Eric Piatkowski shot 39.9 percent from three-point range over 14 NBA seasons. The Los Angeles Clippers drafted him 15th overall in 1994 out of Nebraska. He spent nine seasons with the Clippers, becoming a fixture off the bench with his quick release and consistent outside shooting. His father, Walt Piatkowski, played in the ABA. 'Pike' later played for Houston, Chicago, and Phoenix. He never started more than 17 games in a season but carved out a long career as a specialist. Coaches trusted him to space the floor and knock down open shots. He finished with 7,156 career points and a .432 field goal percentage.
1965–1980
The latchkey kids. Raised during divorce, recession, and the end of the Cold War. Skeptical, self-reliant, media-literate. They invented indie culture, grunge, and the early internet — then watched the Boomers take credit.
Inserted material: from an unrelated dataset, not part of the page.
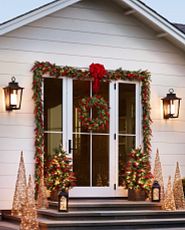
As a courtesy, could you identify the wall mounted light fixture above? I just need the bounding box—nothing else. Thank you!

Eric was born in 1970, placing them squarely in the Generation X. The events that shaped this generation — economic uncertainty, the end of the Cold War, and the rise of personal computing — shaped the world they entered and the choices available to them.
The biggest hits of 1970
#1 Movie
Love Story
Best Picture
Patton
#1 TV Show
Rowan & Martin's Laugh-In
The world at every milestone
First Earth Day; The Beatles break up
Fall of Saigon ends the Vietnam War
Internet adopts TCP/IP, creating the modern internet
Challenger disaster; Chernobyl nuclear meltdown
Pan Am Flight 103 bombed over Lockerbie
Soviet Union dissolves; World Wide Web goes public
Y2K passes without incident; contested Bush-Gore election
Deepwater Horizon oil spill; iPad launched
COVID-19 pandemic shuts down the world
His father, Walt Piatkowski, played in the American Basketball Association (ABA) for the Pittsburgh Pipers and Minnesota Pipers.
He was a first-round draft pick (15th overall) by the Indiana Pacers in the 1994 NBA Draft but was immediately traded to the Los Angeles Clippers.
He still holds several three-point shooting records at the University of Nebraska.
“My job was simple: be ready to shoot when the ball comes your way.”